Caring for a Green barb is not difficult because it is very sturdy as long as it is kept in a school. If kept alone, the stress can make it prone to disease. Green barbs are known to tolerate a pH-value between 6 and 8, but neutral or slightly acidic water (pH 6.5-7.0) is recommended. Soft or medium hard water is best, ideally around 8 dGH. Most Green barbs will however adapt to conditions from dGH 5 to 19. The water temperature should be in the 18 – 24° C (64 – 75° F) range. This is somewhat lower than most tropical species.   

Green barb feeding:

In the wild, Puntius semifasciolatus sticks to a varied diet that consists of detritus, plant matter, worms, insects and small crustaceans. It will therefore need a varied diet in the aquarium and must be given vegetable based food as well as meaty treats. You can for instance use high quality tropical flake food as a base and give your Green barb regular treats in the form of worms, adult brine shrimp, and boiled eggplant.

Green barb breeding:

Puntius semifasciolatus is a prolific creature in the wild; it can spawn several times per year and its minimum population doubling time is less than 15 months. It is an egg-scattering species where the female produce huge quantities of eggs each spawning.

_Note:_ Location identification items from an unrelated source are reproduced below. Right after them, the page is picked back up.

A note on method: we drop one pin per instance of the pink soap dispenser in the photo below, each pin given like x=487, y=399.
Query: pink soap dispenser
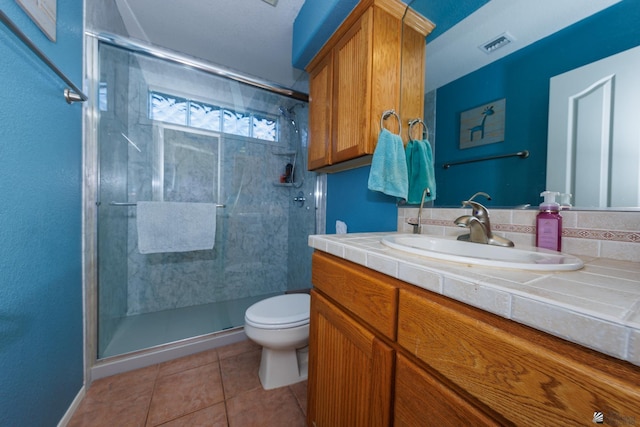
x=549, y=223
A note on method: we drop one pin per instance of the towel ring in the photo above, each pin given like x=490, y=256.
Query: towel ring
x=386, y=115
x=425, y=129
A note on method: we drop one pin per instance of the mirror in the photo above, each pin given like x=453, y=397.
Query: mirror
x=522, y=80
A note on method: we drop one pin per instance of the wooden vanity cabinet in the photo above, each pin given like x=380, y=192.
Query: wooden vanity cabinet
x=357, y=75
x=409, y=357
x=527, y=376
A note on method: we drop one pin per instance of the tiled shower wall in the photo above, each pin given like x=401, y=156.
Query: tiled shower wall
x=259, y=232
x=606, y=234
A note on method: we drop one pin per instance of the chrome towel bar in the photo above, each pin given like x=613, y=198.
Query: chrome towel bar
x=70, y=95
x=135, y=204
x=522, y=154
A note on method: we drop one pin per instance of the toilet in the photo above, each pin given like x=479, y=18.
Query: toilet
x=280, y=325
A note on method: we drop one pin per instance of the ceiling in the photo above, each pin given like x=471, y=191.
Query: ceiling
x=255, y=38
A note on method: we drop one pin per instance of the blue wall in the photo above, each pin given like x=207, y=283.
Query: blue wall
x=349, y=200
x=523, y=79
x=41, y=336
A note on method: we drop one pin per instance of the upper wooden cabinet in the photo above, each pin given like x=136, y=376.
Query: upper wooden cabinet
x=373, y=62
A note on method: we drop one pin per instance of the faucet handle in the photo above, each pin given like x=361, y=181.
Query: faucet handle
x=478, y=210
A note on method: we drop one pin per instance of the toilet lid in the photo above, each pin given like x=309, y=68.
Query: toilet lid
x=286, y=311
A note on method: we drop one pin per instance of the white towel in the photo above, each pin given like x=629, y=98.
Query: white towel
x=175, y=227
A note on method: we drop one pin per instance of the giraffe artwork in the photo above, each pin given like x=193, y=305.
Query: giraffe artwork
x=483, y=125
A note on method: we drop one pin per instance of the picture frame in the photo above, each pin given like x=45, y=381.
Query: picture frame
x=483, y=125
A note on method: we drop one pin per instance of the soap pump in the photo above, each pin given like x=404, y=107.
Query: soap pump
x=549, y=223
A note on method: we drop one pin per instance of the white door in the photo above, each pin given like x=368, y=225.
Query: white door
x=594, y=132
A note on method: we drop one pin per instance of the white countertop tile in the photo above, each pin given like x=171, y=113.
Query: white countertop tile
x=597, y=306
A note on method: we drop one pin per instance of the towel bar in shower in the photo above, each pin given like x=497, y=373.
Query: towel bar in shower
x=135, y=204
x=70, y=95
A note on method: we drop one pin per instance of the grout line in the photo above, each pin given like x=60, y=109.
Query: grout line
x=153, y=392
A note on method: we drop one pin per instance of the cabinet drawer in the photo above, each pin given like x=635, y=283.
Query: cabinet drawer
x=422, y=400
x=529, y=377
x=368, y=295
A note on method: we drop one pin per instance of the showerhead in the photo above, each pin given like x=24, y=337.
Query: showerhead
x=287, y=113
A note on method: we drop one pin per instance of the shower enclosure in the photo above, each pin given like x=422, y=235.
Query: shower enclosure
x=169, y=132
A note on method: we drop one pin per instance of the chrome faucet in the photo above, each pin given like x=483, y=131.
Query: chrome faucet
x=417, y=227
x=478, y=224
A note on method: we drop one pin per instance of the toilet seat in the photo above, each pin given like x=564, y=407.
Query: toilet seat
x=282, y=311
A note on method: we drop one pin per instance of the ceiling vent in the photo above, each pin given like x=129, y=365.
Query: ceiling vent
x=496, y=43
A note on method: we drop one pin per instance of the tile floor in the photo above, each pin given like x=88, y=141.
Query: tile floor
x=218, y=387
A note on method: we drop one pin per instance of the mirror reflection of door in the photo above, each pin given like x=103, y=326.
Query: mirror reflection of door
x=594, y=132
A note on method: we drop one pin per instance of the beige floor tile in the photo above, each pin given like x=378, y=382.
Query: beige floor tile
x=237, y=348
x=121, y=399
x=185, y=392
x=190, y=391
x=213, y=416
x=300, y=392
x=188, y=362
x=261, y=408
x=240, y=373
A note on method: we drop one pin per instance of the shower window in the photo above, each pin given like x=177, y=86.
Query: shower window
x=227, y=146
x=167, y=108
x=187, y=112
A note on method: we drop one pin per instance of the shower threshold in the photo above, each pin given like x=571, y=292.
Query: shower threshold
x=142, y=331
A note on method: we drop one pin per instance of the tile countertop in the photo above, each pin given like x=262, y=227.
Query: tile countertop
x=597, y=306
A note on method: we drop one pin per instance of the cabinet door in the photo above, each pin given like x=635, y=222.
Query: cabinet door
x=422, y=400
x=351, y=90
x=320, y=98
x=350, y=371
x=529, y=377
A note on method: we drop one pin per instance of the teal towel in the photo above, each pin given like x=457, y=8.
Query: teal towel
x=420, y=171
x=389, y=167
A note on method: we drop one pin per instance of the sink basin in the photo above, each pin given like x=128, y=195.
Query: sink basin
x=450, y=249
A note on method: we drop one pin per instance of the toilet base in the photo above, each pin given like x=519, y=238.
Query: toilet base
x=279, y=368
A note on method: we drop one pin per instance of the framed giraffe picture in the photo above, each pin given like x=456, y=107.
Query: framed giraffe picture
x=483, y=125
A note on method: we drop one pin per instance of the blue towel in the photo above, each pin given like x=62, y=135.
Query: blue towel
x=389, y=167
x=420, y=171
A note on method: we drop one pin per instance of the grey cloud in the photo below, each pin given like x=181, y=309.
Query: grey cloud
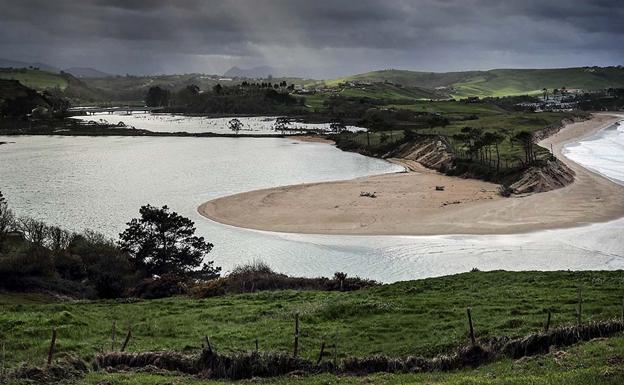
x=320, y=38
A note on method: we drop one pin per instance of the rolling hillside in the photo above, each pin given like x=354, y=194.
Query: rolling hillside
x=72, y=88
x=499, y=82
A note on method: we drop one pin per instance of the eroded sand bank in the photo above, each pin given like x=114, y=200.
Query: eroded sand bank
x=408, y=203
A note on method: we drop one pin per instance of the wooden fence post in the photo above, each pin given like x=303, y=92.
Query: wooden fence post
x=208, y=345
x=113, y=332
x=579, y=312
x=296, y=348
x=547, y=326
x=336, y=352
x=321, y=352
x=51, y=350
x=125, y=344
x=472, y=338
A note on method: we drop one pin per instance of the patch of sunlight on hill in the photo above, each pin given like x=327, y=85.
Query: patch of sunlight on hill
x=39, y=80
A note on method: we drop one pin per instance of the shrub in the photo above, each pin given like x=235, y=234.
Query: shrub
x=160, y=287
x=258, y=276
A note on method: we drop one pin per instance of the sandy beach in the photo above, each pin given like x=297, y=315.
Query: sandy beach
x=409, y=204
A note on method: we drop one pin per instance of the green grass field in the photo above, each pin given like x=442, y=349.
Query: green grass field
x=424, y=317
x=39, y=80
x=597, y=362
x=489, y=118
x=499, y=82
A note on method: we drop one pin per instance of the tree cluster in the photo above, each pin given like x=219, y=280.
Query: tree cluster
x=157, y=247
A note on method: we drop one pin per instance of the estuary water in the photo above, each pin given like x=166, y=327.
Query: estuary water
x=259, y=125
x=100, y=183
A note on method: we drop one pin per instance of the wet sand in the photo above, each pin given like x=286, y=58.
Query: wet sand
x=409, y=204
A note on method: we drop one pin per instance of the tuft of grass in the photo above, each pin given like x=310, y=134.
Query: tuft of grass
x=423, y=317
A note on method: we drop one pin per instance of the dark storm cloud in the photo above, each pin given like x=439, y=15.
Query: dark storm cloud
x=318, y=38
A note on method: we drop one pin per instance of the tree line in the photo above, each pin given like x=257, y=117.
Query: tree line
x=159, y=246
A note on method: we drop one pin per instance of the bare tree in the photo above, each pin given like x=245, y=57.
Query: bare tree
x=7, y=219
x=235, y=125
x=34, y=231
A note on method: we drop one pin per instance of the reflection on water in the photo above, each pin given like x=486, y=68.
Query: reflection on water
x=100, y=183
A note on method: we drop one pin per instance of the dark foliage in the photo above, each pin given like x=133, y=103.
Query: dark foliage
x=260, y=277
x=256, y=364
x=160, y=287
x=163, y=242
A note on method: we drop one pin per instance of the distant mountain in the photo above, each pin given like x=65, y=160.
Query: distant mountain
x=498, y=82
x=85, y=72
x=255, y=72
x=7, y=63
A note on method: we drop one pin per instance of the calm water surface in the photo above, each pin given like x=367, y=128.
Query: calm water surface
x=100, y=183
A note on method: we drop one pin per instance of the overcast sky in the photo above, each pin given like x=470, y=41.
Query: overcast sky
x=313, y=38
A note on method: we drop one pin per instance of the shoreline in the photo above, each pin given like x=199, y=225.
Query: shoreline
x=408, y=203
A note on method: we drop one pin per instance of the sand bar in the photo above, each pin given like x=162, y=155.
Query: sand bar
x=409, y=204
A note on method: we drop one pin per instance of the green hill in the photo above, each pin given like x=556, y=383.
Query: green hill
x=70, y=86
x=498, y=82
x=36, y=79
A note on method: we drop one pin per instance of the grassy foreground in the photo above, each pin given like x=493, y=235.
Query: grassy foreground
x=423, y=317
x=596, y=362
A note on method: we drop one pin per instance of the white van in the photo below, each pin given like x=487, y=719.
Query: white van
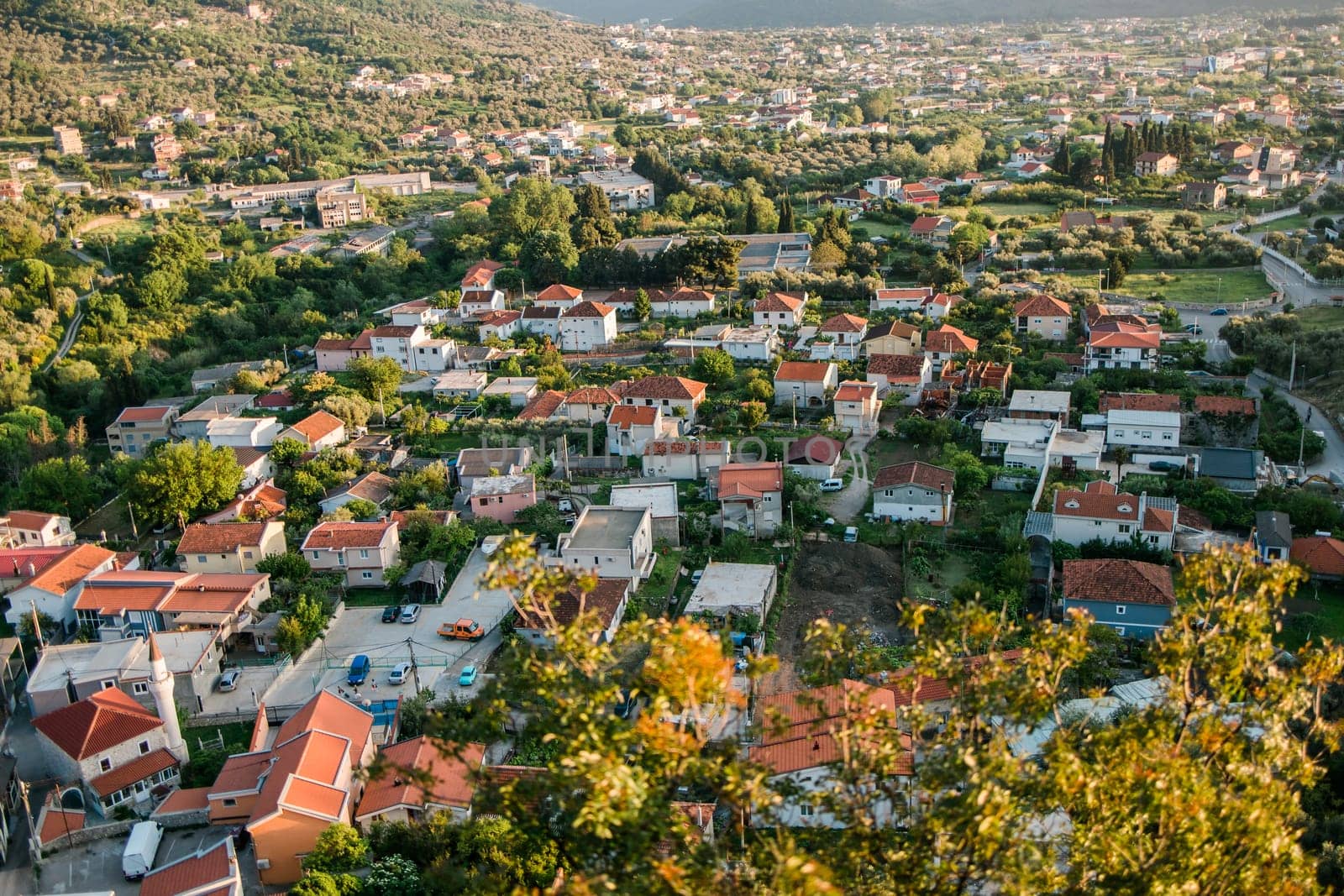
x=139, y=859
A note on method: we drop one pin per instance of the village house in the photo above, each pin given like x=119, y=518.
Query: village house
x=752, y=496
x=360, y=551
x=804, y=383
x=228, y=547
x=1133, y=598
x=914, y=490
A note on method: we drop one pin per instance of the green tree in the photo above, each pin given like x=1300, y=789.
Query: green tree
x=183, y=479
x=716, y=367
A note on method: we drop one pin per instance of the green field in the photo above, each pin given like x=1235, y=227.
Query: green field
x=1206, y=286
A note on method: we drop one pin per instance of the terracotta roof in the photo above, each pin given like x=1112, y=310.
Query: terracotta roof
x=898, y=365
x=916, y=473
x=604, y=600
x=591, y=309
x=218, y=537
x=1115, y=580
x=542, y=406
x=318, y=426
x=1042, y=305
x=333, y=535
x=949, y=338
x=1137, y=402
x=454, y=782
x=779, y=302
x=622, y=417
x=138, y=768
x=855, y=391
x=804, y=371
x=669, y=387
x=1320, y=553
x=844, y=324
x=97, y=723
x=750, y=479
x=151, y=414
x=559, y=291
x=192, y=873
x=69, y=570
x=1225, y=405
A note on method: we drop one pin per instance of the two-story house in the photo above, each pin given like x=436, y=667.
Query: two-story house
x=1043, y=316
x=139, y=427
x=618, y=542
x=804, y=383
x=752, y=496
x=362, y=551
x=914, y=490
x=1133, y=598
x=588, y=325
x=783, y=311
x=228, y=547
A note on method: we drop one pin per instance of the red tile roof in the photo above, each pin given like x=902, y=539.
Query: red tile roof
x=1320, y=553
x=452, y=775
x=219, y=537
x=916, y=473
x=804, y=371
x=1225, y=405
x=97, y=723
x=1115, y=580
x=138, y=768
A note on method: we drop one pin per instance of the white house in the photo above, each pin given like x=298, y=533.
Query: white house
x=1142, y=429
x=586, y=327
x=914, y=490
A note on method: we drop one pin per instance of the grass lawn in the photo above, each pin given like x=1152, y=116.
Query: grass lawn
x=1321, y=317
x=1189, y=285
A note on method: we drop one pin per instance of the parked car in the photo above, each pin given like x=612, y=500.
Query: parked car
x=461, y=631
x=360, y=668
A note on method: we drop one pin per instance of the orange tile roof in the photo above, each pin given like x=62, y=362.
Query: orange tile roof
x=803, y=371
x=1115, y=580
x=218, y=537
x=452, y=775
x=1225, y=405
x=192, y=873
x=750, y=479
x=138, y=768
x=916, y=473
x=1320, y=553
x=333, y=535
x=97, y=723
x=318, y=426
x=71, y=569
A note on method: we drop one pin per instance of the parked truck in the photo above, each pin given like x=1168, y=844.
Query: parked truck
x=139, y=857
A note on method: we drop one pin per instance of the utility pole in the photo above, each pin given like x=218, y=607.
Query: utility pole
x=414, y=668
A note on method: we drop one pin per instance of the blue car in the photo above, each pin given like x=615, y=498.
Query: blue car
x=358, y=671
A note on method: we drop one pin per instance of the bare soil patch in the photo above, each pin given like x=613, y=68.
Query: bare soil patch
x=858, y=584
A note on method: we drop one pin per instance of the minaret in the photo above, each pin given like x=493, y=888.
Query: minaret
x=160, y=685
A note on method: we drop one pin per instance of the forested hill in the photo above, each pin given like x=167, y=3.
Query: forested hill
x=54, y=51
x=780, y=13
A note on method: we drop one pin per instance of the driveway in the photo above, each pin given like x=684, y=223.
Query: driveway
x=387, y=644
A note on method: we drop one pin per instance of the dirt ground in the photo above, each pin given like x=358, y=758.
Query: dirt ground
x=851, y=584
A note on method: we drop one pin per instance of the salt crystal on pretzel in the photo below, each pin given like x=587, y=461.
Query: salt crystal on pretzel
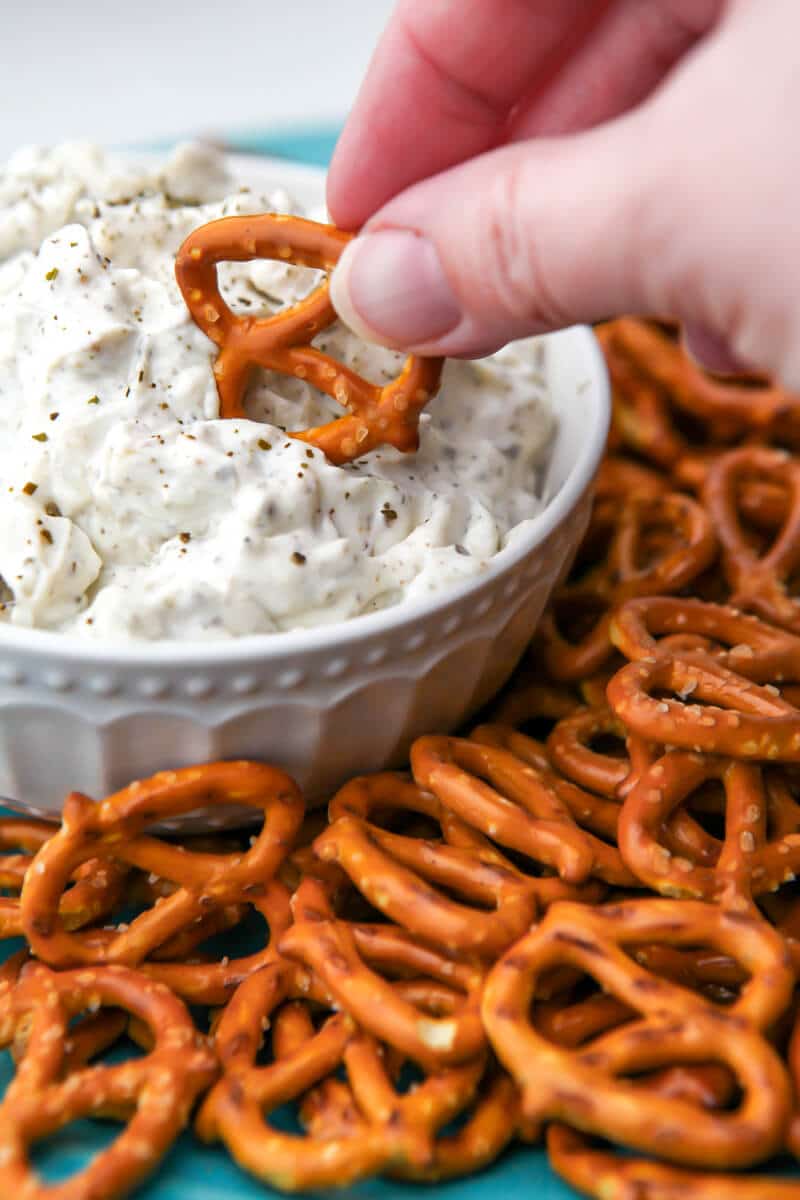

Breeding Green barbs in aquariums is not very difficult, but you need to set up separate breeding aquarium since the adult fish might eat their own offspring if you leave them with their eggs and fry. A Green barb breeding aquarium should be at least 60 cm (24 inches) long and contain a lot of hiding spots since the male can be rather violent towards the female during the courting process. Parts of the aquarium must be densely planted.

You know that your couple is getting ready to breed when the male starts to circle the female with his mouth open. He will push her around a lot, strike her with his tail and try to force her into a planted part of the aquarium. This period can be very tiring for her. Spawning will normally take place at sunrise.

As soon as the eggs have been released and fertilized, it is time for you to catch the parents and remove them from the breeding aquarium to avoid cannibalism. Green barb eggs are normally yellowish and will hatch within 2 days. The fry will be free swimming within a few more days and can be feed tiny food, such as rotifers and newly hatched brine shrimp.